In my previous post, we discussed the map, array and struct data types and their implementation in Hive. Continuing on the Hive theme, this post will introduce partitioning and bucketing as method for segmenting large data sets to improve query performance.
If you have previous experience working in the relational database world then inevitably the concept of partitions and partitioning is not new. Partitions are fundamentally horizontal slices of data which allow larges sets of data to be segmented into more manageable chunks.
Partitioning in this manner takes many different forms with boundaries defined on either a single or range of values for the one or more columns that act as a splitter. This is commonly seen in a data warehouse environments using dates (such as transaction or order date) and occasionally geography to partition large fact tables.
In SQL Server, this partitioning support (for single columns) is built in through the use of partitioning schemas and functions. For Hive, partitioning is also built into for both managed and external tables through the table definition as seen below.
CREATE TABLE customer ( id INT, name STRING, address1 STRING, address2 STRING, city STRING, state STRING, zip STRING ) PARTITIONED BY ( region STRING, country STRING );
A couple of interesting things become apparent as you digest the sample above:
- Multiple 'slicer' or partitioning columns are supported (i.e. Region/Country)
- The partitioning columns do not need to be included in the table definition as the function both as the slicer and column. You will still be able to include them in the query projection.

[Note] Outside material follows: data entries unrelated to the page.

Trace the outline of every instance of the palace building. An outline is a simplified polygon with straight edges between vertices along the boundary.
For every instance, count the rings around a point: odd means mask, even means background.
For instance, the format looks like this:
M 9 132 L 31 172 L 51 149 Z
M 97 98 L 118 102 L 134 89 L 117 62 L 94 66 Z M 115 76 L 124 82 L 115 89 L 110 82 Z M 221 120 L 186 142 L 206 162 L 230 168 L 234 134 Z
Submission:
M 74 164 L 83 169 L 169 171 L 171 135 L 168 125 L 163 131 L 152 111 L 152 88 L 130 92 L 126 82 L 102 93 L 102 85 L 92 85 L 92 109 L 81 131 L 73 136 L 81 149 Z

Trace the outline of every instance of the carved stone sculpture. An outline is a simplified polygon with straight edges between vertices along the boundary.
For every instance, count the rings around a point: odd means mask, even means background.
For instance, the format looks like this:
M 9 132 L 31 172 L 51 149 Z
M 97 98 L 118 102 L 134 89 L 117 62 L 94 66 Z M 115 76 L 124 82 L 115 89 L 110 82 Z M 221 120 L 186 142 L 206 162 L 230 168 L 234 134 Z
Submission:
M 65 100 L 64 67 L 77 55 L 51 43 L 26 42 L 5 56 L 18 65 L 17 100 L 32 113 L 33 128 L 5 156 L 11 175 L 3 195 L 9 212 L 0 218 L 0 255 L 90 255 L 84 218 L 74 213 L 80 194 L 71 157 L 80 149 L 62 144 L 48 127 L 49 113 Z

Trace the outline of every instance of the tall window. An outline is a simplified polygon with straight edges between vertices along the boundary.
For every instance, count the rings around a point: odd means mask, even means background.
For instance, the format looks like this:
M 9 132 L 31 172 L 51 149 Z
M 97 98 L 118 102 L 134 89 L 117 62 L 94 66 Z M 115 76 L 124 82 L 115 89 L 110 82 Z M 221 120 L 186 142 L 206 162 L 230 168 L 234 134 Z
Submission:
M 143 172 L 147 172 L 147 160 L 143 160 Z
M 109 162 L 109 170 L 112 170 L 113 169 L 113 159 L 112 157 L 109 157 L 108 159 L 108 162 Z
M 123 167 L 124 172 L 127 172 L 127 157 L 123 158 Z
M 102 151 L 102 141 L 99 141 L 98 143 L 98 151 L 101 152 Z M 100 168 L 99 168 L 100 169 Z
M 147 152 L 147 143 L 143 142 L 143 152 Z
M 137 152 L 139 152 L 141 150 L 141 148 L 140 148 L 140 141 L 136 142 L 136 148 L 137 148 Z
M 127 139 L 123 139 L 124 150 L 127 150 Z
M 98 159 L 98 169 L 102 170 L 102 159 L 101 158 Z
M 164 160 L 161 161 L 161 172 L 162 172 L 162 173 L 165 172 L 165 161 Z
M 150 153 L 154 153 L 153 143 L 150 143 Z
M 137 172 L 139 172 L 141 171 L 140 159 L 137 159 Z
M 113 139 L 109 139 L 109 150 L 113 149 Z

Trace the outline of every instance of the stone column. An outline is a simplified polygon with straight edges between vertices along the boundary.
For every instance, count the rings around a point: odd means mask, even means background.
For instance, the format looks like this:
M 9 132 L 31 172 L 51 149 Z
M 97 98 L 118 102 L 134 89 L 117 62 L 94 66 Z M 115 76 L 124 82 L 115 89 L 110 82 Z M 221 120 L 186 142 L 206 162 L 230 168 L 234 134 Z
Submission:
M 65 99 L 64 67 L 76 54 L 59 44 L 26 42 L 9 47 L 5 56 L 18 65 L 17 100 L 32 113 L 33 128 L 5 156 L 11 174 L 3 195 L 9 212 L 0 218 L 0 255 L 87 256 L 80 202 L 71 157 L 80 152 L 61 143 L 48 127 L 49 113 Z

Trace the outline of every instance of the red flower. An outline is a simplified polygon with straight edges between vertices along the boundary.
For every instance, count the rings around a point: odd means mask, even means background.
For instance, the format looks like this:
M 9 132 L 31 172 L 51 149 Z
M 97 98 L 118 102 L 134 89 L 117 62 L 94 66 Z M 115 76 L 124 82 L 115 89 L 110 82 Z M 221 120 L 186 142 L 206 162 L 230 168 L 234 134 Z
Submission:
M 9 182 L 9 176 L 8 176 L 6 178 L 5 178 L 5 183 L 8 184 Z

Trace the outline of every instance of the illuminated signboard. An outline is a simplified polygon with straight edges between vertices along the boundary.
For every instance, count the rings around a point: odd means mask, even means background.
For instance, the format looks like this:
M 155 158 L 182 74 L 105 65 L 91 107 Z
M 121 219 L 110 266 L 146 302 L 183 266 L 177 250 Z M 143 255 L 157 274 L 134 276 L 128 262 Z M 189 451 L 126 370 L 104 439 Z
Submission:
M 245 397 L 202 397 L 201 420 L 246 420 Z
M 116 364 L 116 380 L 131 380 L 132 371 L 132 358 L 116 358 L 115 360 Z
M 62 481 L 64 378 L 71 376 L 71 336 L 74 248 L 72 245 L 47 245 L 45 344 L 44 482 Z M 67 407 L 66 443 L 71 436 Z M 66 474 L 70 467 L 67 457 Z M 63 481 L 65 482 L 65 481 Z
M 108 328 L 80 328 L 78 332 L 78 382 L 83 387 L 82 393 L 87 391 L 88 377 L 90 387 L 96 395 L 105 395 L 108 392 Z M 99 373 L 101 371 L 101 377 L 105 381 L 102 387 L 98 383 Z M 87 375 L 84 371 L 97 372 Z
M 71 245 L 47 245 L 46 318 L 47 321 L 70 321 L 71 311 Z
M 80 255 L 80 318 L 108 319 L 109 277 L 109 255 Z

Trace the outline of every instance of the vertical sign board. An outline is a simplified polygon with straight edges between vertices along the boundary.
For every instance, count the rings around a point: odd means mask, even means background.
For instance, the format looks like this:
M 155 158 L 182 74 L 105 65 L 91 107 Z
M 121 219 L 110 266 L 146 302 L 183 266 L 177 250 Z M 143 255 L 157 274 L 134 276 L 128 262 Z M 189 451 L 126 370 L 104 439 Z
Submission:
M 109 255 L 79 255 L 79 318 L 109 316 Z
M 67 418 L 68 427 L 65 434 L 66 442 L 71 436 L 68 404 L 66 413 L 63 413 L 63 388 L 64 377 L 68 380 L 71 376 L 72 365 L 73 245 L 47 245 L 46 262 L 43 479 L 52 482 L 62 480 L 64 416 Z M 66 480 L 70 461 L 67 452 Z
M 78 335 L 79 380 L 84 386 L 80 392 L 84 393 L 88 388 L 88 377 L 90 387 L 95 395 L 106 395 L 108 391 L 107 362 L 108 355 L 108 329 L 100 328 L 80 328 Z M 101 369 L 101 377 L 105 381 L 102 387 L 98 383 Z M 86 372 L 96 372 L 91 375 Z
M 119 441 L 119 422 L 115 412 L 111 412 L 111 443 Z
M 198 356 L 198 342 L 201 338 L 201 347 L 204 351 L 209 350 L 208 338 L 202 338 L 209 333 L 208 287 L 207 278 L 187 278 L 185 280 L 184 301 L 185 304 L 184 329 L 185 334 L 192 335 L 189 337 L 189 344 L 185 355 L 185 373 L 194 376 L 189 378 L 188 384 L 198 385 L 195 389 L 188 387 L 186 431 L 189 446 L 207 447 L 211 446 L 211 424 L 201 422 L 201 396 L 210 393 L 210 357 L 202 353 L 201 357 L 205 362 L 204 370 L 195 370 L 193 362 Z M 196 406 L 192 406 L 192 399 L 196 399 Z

Behind the scenes, the partitioning statement alters the way managed tables are stored. If you browse HDFS or whatever underlying file system you are using the normal file structure for a given database and table looks like <DB>.db/<TABLE NAME> or in the case of our example ERP.db/Customer. Data files are then written directly to the Customer directory.
When you define the table with partitions, the underlying structure is changed such that sub-directories are created for each slicer or partitioning column. If multiple slicers are specified, the sub-directories will be nested based on the order of of the columns in the definition statement. To provide a better visual picture, lets circle back to our Customer table with Region and Country partitions and see how the directories now enumerate:
/erp.db/customer/region=North America/country=US /erp.db/customer/region=North America/country=CA /erp.db/customer/region=South America/country=BR
Now when a Hive query is issued that contains either one or both of our partition slicers in the criteria or predicate (the WHERE clause) what effectively happens is partition elimination where only those data directories that are needed are scanned. In the event that the slicers are not used all directories will be scanned (i.e. a table scan) and the partitioning has no effect.
A few final important notes on partitioning:
- Be careful not to over partition your data within Hive. If your partitions are relatively small then the expense of recursing directories becomes more expensive than simply scanning the data. Likewise, partitions should be roughly similar in size to prevent a single long running thread from holding things up (see bucketing below).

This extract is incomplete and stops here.